自分が酷く子どもっぽくて情けないような悔しいような気持になる私が話し出すのをお兄ちゃんはゆっくりと待っていてくれた。アイスティーのグラスの中で氷が溶けて音が鳴る。
「私はお兄ちゃんがお見合いの席に無理やり連れて行かれたり、エディトちゃんのお披露目のときのヨアキムくんみたいに嫌な言葉を吹き込まれたりするんじゃないかって思ってた」
「イデオンは優しいな」
「研究課程のこと、考えてなかったんだよ?」
「それは決定事項だったからじゃないの?」
私の中でお兄ちゃんが研究課程に進むことは決定事項だった。だから考えなかったのだと優しいお兄ちゃんは言ってくれる。
そう言われればそうなのかもしれない。
「私も王都に一緒に行けないかな?」
「え?」
「お兄ちゃんを、守りたいの!」
まだ8歳で頼りないかもしれないけれど私には伝説の武器がある。まな板だというのがどうしても解せないがそれでも威力を補正して角度を調整して速度を増して的確に攻撃できるし、大きくなって盾としても使える。
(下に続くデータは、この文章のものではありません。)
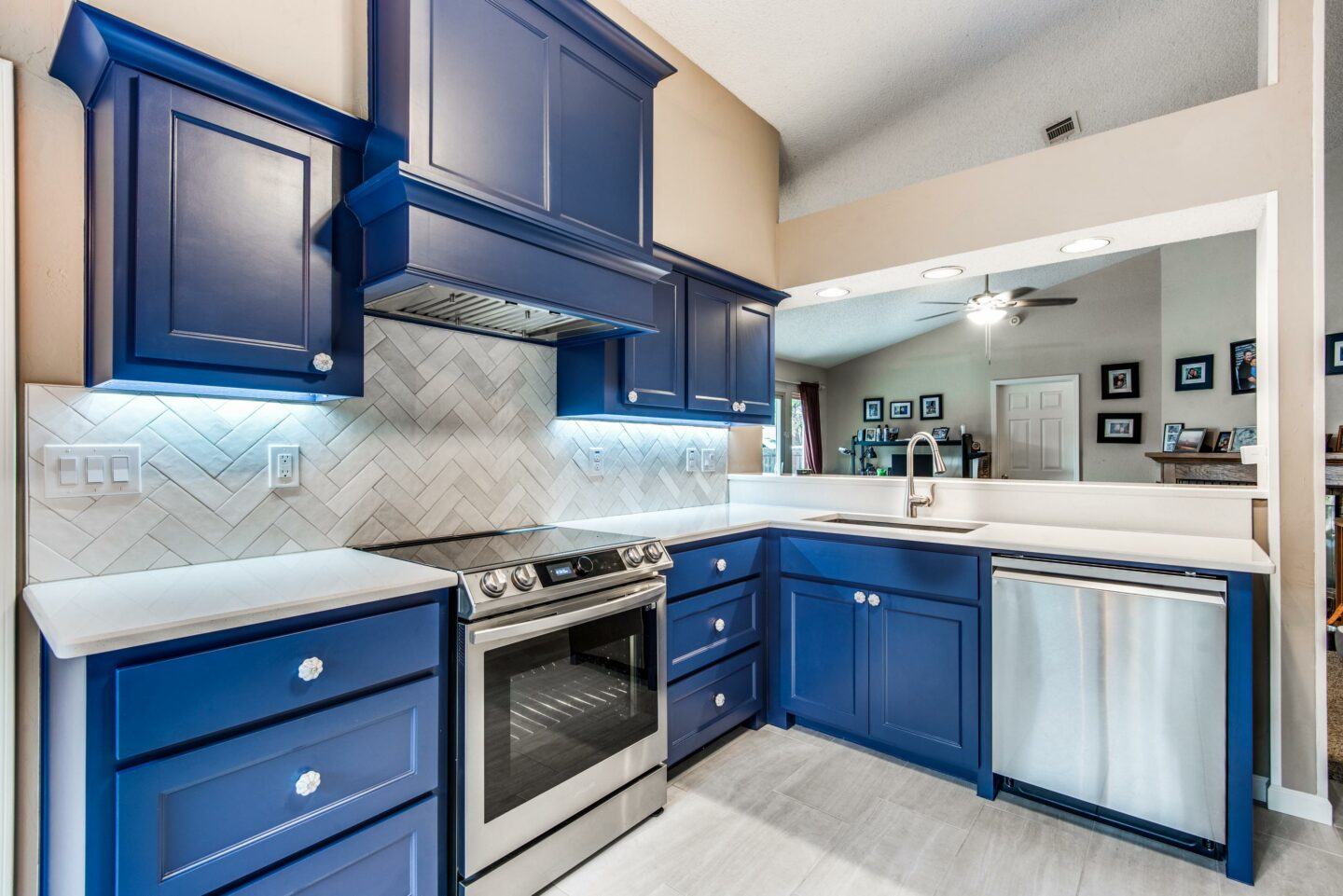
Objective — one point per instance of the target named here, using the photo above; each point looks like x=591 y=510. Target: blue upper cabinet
x=216 y=235
x=510 y=159
x=711 y=360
まな板なのに使えるということがますます納得できないが今はそのことは置いておく。
「イデオンは、無自覚だから困るよね」
「へ? 私、なにかした?」
「お見合いの話、僕よりもイデオンの方が多いんだよ」
「え、えぇー!?」
それは初耳だった。
成人の近いお兄ちゃんの方がお見合いの話は多いと勝手に思い込んでいたが、お兄ちゃん曰く私の方がお見合いの話は多いらしい。
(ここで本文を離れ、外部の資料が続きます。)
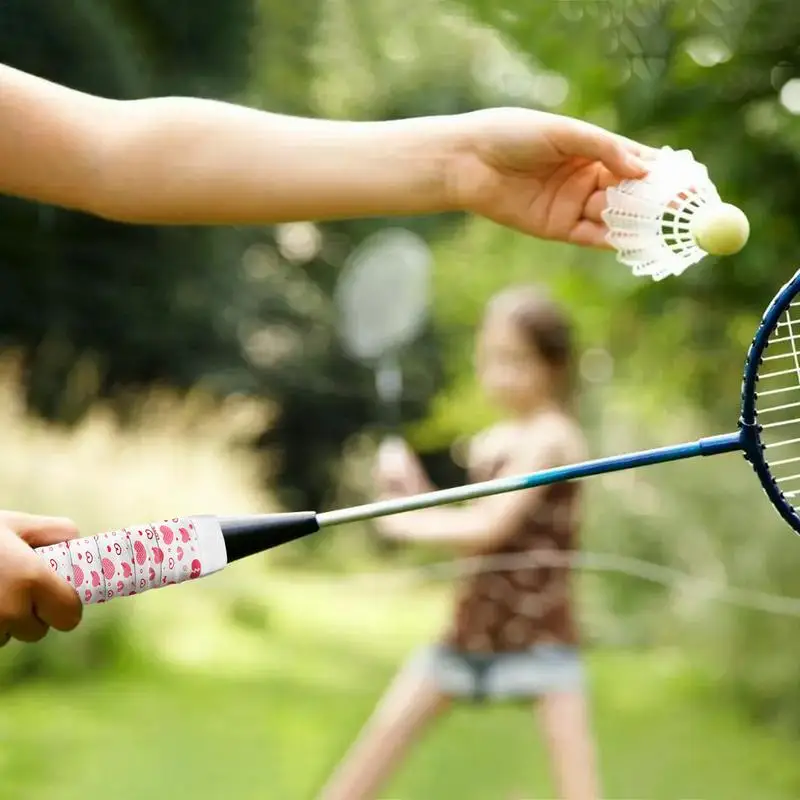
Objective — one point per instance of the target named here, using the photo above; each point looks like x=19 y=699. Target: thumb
x=38 y=531
x=624 y=157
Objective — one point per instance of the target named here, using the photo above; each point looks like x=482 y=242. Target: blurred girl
x=513 y=632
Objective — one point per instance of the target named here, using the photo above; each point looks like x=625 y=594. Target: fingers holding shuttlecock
x=672 y=218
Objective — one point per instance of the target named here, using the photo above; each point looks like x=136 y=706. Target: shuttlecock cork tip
x=721 y=230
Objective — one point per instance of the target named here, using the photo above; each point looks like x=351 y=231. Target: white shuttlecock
x=672 y=218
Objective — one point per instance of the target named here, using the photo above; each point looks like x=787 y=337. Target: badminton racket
x=138 y=558
x=383 y=298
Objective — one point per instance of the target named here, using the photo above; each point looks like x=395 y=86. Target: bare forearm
x=189 y=161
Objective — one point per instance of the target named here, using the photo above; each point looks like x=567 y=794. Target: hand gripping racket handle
x=133 y=560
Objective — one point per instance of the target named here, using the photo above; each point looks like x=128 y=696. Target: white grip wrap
x=132 y=560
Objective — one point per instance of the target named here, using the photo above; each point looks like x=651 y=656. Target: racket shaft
x=714 y=445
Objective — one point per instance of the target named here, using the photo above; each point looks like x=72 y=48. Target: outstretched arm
x=179 y=160
x=186 y=160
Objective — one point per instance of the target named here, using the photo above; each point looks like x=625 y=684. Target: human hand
x=540 y=173
x=32 y=597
「向日葵駝鳥と青花の石鹸の事業を起こした子だって噂は王都にもオースルンド領にもノルドヴァル領にもスヴァルド領にも届いていて、そんな子なら婿に欲しいって引く手数多なんだからね」
「うそー!?」
全然知らなかった。
もうすぐ18歳になるお兄ちゃんよりも8歳の私の方が引く手数多だったなんて。
「ルンダール領の当主になるから僕は家を離れられないけど、イデオンは婿入りができる立場だから色んな貴族の家が欲しがってるんだよ」
「そんな……危機感がなかったのは、私!?」
驚愕してしまった私にお兄ちゃんは優しく言う。
「王都に一緒に来ても良いと叔母上も言うと思うし、僕も本当はちょっと怖いから一緒にいて欲しいよ。でも、気をつけなきゃいけないのはイデオンの方なんだからね」
その上、自分の父親の生家であるベルマン家に親友を養子にさせた知恵ものとしても私の名前は轟いていると聞いて私はげっそりしてしまった。
人間、自分のことは意外と分からないものである。特に当時まだ8歳の私はお兄ちゃんしか視界に入っていなくて自分のことすらよく分かっていなかったのだった。
「お、お兄ちゃん、怖い!」
思わずお兄ちゃんに抱き付いた私は、お兄ちゃんを守るよりも守られる気配がひしひしとしていた。